Último poste da série de 31 DE MARÇO DE 2014 > Guiné 63/74 - P12918: A cidade ou vila que eu mais amei ou odiei, no meu tempo de tropa, antes de ser mobilizado para o CTIG (25): E Vendas Novas, onde funcionou a Escola Prática de Artilharia ?...Será que vai ser recordada apenas pelas bifanas ? (Luís Graça)

5 comentários:

Luís Graça disse...

Obrigado, Augusto, pelo teu bem elaborado, circuntanciado e detalhado relato da vida na tropa, antes de ires parar àquela terra verde e rubra cujas odotres, sons e coresa ficaram ficaam no nosso almofariz dos cinco sentidos... Demos pratricamente meia volta a Portugal. Tens um apurado sentido de justiça, não confundindo a "tropa" com os "paisanos" que viviam, dormiam e labutavam, nestas diversas vilas e cidades por onde deambulaste...
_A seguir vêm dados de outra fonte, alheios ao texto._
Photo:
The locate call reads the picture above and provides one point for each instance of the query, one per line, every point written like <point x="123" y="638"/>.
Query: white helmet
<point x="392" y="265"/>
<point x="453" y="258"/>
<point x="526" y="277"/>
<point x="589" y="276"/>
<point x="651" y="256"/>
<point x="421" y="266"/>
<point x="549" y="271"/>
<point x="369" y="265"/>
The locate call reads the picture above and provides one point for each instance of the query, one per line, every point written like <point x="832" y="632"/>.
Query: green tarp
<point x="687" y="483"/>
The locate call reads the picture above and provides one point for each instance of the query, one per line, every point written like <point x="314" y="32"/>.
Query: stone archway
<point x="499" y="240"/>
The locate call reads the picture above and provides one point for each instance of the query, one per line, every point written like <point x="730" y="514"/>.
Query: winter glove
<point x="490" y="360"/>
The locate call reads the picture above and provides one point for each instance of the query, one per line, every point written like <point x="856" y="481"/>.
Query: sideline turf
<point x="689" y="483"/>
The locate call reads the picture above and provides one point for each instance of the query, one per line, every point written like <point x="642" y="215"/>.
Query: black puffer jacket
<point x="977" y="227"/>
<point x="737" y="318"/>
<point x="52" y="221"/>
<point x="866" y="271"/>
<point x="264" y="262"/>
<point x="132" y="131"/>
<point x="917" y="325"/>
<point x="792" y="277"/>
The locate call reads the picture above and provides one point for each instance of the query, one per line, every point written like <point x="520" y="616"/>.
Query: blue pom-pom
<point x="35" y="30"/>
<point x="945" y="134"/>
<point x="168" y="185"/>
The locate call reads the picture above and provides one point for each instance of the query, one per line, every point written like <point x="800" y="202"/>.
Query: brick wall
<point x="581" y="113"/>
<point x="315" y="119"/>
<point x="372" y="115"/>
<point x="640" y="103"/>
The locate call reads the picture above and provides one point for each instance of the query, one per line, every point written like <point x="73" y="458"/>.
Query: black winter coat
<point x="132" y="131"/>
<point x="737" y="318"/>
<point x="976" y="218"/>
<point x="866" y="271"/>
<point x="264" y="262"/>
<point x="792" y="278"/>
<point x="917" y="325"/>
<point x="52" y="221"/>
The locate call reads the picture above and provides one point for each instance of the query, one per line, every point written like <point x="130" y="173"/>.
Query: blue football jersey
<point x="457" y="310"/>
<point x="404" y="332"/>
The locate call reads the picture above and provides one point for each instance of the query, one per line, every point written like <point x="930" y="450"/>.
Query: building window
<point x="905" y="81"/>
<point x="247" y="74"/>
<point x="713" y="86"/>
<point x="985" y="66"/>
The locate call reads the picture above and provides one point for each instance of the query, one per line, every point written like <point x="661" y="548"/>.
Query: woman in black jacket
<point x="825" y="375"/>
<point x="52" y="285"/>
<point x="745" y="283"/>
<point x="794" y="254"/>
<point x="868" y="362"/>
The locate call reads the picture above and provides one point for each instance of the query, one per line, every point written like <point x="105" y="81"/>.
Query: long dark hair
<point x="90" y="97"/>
Quanto à "chapa" em farda nº 1, eu não mo lembro de ter tirado nenhuma parecida... Nem sei se era obrigatório... Não consta, pelo menos, do meu álbum de fotografias das tropa, de resto, pobrezinho... Posso tê-la perdido...
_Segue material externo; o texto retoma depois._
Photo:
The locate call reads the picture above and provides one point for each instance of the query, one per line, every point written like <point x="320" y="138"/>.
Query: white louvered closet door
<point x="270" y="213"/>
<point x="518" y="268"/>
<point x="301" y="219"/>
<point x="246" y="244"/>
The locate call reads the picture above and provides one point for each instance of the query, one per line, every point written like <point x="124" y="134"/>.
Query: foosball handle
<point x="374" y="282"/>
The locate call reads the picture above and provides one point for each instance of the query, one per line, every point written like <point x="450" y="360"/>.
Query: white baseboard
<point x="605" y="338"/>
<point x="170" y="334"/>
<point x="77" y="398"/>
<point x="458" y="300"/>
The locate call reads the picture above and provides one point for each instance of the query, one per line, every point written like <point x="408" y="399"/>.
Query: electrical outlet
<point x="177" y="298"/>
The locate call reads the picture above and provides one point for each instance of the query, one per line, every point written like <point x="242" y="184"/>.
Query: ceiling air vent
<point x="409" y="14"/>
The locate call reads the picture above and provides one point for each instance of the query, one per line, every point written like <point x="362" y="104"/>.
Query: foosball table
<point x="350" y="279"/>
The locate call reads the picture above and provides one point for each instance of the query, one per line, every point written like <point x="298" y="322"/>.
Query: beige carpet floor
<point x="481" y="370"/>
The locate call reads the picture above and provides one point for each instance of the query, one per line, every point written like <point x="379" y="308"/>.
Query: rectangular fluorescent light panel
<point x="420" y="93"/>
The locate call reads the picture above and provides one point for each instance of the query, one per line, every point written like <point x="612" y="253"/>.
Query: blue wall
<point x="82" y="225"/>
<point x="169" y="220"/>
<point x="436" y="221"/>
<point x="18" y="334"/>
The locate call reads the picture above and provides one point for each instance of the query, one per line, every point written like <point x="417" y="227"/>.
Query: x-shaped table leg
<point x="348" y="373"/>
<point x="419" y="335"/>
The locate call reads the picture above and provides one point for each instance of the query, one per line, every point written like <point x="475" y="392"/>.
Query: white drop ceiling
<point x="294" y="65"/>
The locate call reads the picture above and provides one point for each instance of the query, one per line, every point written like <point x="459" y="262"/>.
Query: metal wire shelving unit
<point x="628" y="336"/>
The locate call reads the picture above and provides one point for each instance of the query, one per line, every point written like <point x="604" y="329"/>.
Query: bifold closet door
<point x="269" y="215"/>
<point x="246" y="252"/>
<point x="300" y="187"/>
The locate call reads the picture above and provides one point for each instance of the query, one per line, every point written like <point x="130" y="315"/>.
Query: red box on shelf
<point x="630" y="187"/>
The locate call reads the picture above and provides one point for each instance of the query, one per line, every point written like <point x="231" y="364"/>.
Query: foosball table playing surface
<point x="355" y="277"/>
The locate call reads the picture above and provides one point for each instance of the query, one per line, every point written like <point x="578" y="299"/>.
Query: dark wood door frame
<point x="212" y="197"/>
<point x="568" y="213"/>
Em contrapartida, fui estupidamente comprar, no Casão Militar, um casaco de couro que me deve custado os olhos da cara, e que mal devo ter usado na Guiné, uma ou duas vezes...Era insuportável, com aquele calor e humidade!...

Enfim, a malta comprava por que dava jeito para tirar uma "foto artística"... Ah! as nossas opequenas vaidades humanas, aos 22 anos!...


Um abraço, Luis

Anónimo disse...

De: Augusto Silva Santos
Para: Luís Graça

Camarada e amigo,

Antes de mais, espero que esteja tudo bem contigo, e que a tão desejada recuperação da intervenção cirúrgica a que foste submetido, esteja a ser uma realidade.
Muito obrigado pelas tuas atentas e amigas palavras.
Pois é verdade que por vezes nos excedíamos com determinados "adornos" que, analisados à distância de há mais de 40 anos, nos parecem agora algo ridículos, mas era também uma pequena forma de nos afirmarmos.
Eu lembro-me de, quando cheguei a Bissau, ter comprado a um camarada "velhinho" umas devisas de furriel usadas, para que não me chamassem "pira". Até cheguei a mandar lavar desnecessariamente o camuflado várias vezes, para dar a aparência de mais usado. Enfim...
Quanto à "chapa" com a farda nº1, também não sei se efectivamente era mesmo obrigatória, mas podes crer que no meu tempo, deram-me mesmo indicações para tirá-la, dias antes de embarcar para o CTIG, estava eu no Depósito de Adidos a aguardar embarque. A foto destinou-se a um cartão militar de identidade, e até me lembro de me terem indicado o fotografo que tinha a farda para emprestar que, ajustada atrás das costas com molas da roupa, dava para todas as medidas. Já andei à procura do dito cujo (cartão), mas não sei do seu paradeiro.
Tudo de bom para e boa continuação da recuperação.
Um grande e forte abraço.

Anónimo disse...

Caro Augusto Santos

Desde o início da tua participação no blogue e logo pelas primeiras fotos que publicaste daquele tempo, tive a sensação de que te conheci algures.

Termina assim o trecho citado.